We all have our moments: our toes tapping on the accelerator as the old man in the car in front of us inches forward when the traffic signal turns green; our ire rising as the woman ahead in the checkout lane pulls a handful of coupons from her wallet; our frustration when a "dumb" boss commands us to perform mundane tasks because he doesn't understand them himself; our inability to grieve with the man who's lost his home because he can't stop drinking. But as adults we know that life isn't always going to go our way and that we have to put up with many moments and many individuals driving us to brink of intolerance and impatience.

So imagine how difficult it is for 3-year-olds, who have only been on the planet for fewer than 1,500 days, to wait their turn on the slide; eat foods they've never tried before; share their favorite car or doll with a child they've just met; stay awake when they feel like it's naptime; and listen to new sets of rules and instructions from someone they see just six hours a week.
Welcome to preschool!!

With several students in one class, the two "I" words -- intolerance and impatience -- are around every corner. But I am a firm believer that children model adult behavior, even when we trick ourselves into thinking that kids aren't paying us any attention.

The best way for me, as a preschool teacher, to teach concepts like tolerance and patience is to be tolerant and patient myself. To trust that the child who refuses to share the blocks will soon hold a pan while his classmate stirs the spoon around inside of it. To know that the child who always asks for the color blue will suddenly begin to paint with red. To have faith that the child who pushes too hard will start hugging her new friends when they seem sad.

How can we expect our children, our students, to wait and empathize with others when we can't do that ourselves?

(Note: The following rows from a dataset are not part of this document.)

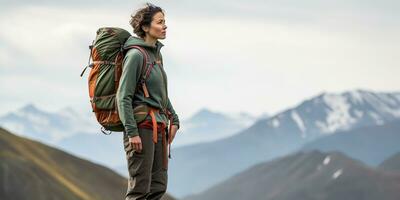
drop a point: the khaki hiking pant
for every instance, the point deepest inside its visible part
(147, 175)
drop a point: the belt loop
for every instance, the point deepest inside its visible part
(153, 119)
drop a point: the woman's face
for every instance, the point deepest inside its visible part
(158, 28)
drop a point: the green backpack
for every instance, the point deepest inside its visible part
(107, 53)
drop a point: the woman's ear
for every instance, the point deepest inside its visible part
(145, 28)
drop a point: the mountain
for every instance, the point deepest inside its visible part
(206, 125)
(33, 170)
(48, 127)
(283, 133)
(308, 175)
(78, 133)
(392, 163)
(328, 113)
(371, 144)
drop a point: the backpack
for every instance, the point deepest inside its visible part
(107, 53)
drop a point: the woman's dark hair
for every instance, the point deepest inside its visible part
(143, 17)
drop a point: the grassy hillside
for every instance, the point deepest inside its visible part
(33, 170)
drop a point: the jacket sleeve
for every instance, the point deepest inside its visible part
(175, 116)
(131, 67)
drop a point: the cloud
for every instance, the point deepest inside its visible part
(219, 54)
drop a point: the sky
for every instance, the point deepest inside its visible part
(228, 56)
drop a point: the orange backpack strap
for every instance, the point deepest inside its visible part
(146, 69)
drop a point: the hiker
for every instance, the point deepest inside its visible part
(145, 112)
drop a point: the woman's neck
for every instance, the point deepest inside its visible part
(150, 40)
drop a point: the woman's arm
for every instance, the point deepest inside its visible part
(131, 67)
(175, 121)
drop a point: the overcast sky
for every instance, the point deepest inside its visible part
(229, 56)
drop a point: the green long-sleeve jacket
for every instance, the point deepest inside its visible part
(156, 85)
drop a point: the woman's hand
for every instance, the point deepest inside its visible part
(173, 130)
(136, 142)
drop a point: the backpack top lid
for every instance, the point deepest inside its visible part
(108, 43)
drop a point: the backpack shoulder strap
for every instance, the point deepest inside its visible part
(146, 69)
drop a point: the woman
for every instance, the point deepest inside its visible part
(146, 111)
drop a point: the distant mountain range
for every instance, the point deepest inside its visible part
(33, 170)
(206, 125)
(213, 146)
(79, 133)
(370, 144)
(326, 114)
(308, 175)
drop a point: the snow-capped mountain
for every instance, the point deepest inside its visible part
(206, 125)
(48, 127)
(320, 116)
(331, 112)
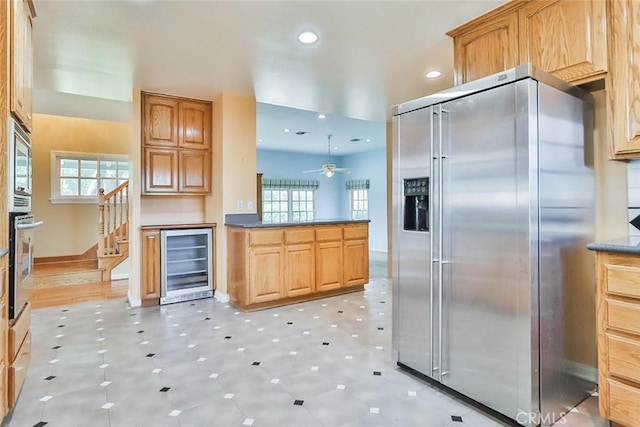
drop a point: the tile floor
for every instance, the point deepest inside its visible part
(205, 363)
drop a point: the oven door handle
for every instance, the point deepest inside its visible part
(30, 225)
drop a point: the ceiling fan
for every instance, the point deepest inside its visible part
(329, 169)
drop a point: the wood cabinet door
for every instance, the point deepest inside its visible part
(299, 269)
(623, 79)
(22, 62)
(195, 125)
(160, 120)
(328, 265)
(486, 48)
(266, 267)
(160, 171)
(194, 167)
(356, 262)
(150, 274)
(566, 38)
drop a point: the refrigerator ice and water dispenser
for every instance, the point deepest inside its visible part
(416, 204)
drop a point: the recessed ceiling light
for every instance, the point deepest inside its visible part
(308, 37)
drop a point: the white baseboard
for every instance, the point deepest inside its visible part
(221, 296)
(378, 250)
(133, 302)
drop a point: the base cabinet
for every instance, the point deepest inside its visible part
(299, 268)
(19, 354)
(265, 264)
(275, 266)
(329, 265)
(618, 322)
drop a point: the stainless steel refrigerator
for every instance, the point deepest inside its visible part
(493, 205)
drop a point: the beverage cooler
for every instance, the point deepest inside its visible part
(186, 264)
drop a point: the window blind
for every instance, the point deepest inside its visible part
(291, 184)
(358, 184)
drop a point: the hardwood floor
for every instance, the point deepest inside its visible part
(63, 295)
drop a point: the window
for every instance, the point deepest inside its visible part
(77, 177)
(359, 198)
(287, 200)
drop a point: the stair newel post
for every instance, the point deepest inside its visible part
(101, 222)
(107, 232)
(126, 212)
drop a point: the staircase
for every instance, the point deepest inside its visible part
(113, 228)
(67, 279)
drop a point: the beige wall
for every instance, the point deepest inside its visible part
(234, 169)
(69, 229)
(611, 180)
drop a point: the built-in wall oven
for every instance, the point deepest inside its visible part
(22, 223)
(21, 243)
(19, 169)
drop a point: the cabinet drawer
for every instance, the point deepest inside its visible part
(325, 234)
(623, 280)
(18, 370)
(18, 331)
(623, 316)
(624, 357)
(623, 403)
(298, 236)
(356, 232)
(265, 237)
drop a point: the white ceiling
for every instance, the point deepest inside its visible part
(90, 55)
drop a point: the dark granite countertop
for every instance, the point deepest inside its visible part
(258, 224)
(624, 245)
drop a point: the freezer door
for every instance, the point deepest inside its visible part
(411, 248)
(488, 152)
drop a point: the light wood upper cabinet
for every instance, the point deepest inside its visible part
(176, 145)
(623, 79)
(195, 171)
(160, 121)
(161, 170)
(563, 37)
(486, 48)
(22, 14)
(195, 125)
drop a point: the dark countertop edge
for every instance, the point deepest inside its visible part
(630, 245)
(297, 224)
(177, 226)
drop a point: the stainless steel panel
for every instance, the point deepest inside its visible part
(485, 258)
(521, 72)
(411, 257)
(567, 282)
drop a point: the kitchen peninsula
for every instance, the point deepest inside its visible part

Recently, my sister struggled to help her golden retriever, suffering with severe anemia, walk outdoors to pee. As her dog Lucy dragged herself to a neighboring tree lawn to go, an old woman opened her door and admonished my sister for allowing Lucy to wet on her grass! Instead of ignoring the crabby lady, Sis, in a bout of sudden grief, crassly spoke out. "My dog is dying of cancer and will be dead soon. You won't have to worry about your precious lawn again." She called me right away, worried about her outburst.

I told her that we all have our moments when we act like 3-year-olds. A few hours later, she called me back. The woman had just appeared at her door with a homemade cake. It seems she'd found out recently that her own son was dying of brain cancer.

"I'm sorry. I just haven't been myself," she admitted to my sister.
Suddenly, it may be hard to know, in that moment, just who's the teacher and who's the student.